Improved Left Ventricular Aneurysm Repair with Cell- and Cytokine-Seeded Collagen Patches

• Main Authors: Hui Qu, Bao-dong Xie, Jian Wu, Bo Lv, Jun-bo Chuai, Jian-zhong Li, Jun Cai, Hua Wu, Shu-lin Jiang, Xiao-ping Leng, Kai Kang
• Format: Article
• Language: English
• Published: Hindawi Limited 2018-01-01
• Series: Stem Cells International
• Online Access: http://dx.doi.org/10.1155/2018/4717802

Background. Engineered heart tissues (EHTs) present a promising alternative to current materials for surgical ventricular restoration (SVR); however, the clinical application remains limited by inadequate vascularization postimplantation. Moreover, a suitable and economic animal model for primary screening is another important issue. Methods. Recently, we used 1-ethyl-3-(3-dimethylaminopropyl)carbodiimide hydrochloride chemistry (EDC) to initiate a strengthened, cytokine-conjugated collagenous platform with a controlled degradation speed. In vitro, the biomaterial exhibited an enhanced mechanical strength maintaining a porous ultrastructure, and the constant release of cytokines promoted the proliferation of seeded human mesenchymal stem cells (hMSCs).

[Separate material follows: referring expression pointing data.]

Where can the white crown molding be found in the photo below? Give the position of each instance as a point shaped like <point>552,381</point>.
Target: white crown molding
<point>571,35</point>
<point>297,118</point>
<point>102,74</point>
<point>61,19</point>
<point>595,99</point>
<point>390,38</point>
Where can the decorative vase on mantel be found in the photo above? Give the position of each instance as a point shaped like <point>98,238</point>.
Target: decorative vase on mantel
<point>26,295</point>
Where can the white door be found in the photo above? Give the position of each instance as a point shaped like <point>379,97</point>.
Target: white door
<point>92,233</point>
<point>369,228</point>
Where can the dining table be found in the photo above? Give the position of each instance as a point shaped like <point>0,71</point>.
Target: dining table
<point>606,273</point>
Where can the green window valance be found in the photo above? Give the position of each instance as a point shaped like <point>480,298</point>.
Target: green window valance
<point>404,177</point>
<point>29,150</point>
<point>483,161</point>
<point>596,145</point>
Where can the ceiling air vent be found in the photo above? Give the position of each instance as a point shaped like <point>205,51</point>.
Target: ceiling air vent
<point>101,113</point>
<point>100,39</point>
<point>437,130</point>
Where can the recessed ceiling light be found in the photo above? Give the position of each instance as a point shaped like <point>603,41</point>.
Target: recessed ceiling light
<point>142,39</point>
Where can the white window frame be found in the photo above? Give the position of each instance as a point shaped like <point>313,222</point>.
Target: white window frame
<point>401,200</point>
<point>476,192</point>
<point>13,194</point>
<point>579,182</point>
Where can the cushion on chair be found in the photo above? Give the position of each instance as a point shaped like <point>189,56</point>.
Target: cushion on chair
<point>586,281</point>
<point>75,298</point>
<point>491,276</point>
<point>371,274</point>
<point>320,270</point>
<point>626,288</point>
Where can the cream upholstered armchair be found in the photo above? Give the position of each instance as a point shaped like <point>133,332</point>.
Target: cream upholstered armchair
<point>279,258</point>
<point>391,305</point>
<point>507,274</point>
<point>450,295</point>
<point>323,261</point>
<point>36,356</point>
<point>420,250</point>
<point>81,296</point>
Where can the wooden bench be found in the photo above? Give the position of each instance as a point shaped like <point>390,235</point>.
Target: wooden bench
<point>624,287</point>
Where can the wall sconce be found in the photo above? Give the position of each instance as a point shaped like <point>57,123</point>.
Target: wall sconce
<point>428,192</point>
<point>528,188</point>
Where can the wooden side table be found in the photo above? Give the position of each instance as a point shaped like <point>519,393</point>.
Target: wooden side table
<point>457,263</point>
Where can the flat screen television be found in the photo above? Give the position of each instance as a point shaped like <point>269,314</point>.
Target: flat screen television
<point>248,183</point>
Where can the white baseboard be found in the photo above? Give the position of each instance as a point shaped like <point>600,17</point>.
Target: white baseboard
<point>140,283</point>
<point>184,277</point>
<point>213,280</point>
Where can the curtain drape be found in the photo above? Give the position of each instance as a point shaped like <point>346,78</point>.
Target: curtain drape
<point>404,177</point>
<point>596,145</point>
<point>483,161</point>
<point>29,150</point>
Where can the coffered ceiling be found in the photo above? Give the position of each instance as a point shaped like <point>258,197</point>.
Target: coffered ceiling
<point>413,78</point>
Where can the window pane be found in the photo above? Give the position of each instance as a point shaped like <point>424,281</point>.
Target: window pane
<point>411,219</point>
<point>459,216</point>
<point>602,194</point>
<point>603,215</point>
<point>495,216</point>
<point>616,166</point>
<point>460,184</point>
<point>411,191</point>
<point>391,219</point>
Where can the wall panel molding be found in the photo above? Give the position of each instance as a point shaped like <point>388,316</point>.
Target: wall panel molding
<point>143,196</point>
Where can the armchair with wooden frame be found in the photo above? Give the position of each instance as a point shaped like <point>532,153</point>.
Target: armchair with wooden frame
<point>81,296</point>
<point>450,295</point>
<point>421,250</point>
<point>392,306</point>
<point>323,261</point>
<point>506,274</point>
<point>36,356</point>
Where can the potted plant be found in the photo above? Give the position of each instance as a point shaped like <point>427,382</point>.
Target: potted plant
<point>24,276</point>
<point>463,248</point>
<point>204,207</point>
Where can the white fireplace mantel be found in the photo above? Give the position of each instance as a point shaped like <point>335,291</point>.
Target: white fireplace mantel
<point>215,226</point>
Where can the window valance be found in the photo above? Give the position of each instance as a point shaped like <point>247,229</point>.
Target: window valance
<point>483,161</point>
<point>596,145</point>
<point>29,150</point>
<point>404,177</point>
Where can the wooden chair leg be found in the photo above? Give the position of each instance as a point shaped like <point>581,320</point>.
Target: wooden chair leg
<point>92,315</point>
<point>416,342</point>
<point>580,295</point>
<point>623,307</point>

In vivo, with the hMSC-seeded, cytokine-immobilized patch (MSCs + GF patch), we performed modified SVR for rats with left ventricular aneurysm postmyocardial infarction (MI). Overall, the rats that underwent modified SVR lost less blood and had lower mortality. After 4 weeks, the rats repaired with this cell-seeded, cytokine-immobilized patch presented preserved cardiac function, beneficial morphology, enhanced cell infiltration, and functional vessel formation compared with the cytokine-free (MSC patch), cell-free (GF patch), or blank controls (EDC patch). Furthermore, the degradable period of the collagen patch in vivo extended up to 3 months after EDC treatment. Conclusions. EDC may substantially modify collagen scaffold and provide a promising and practical biomaterial for SVR.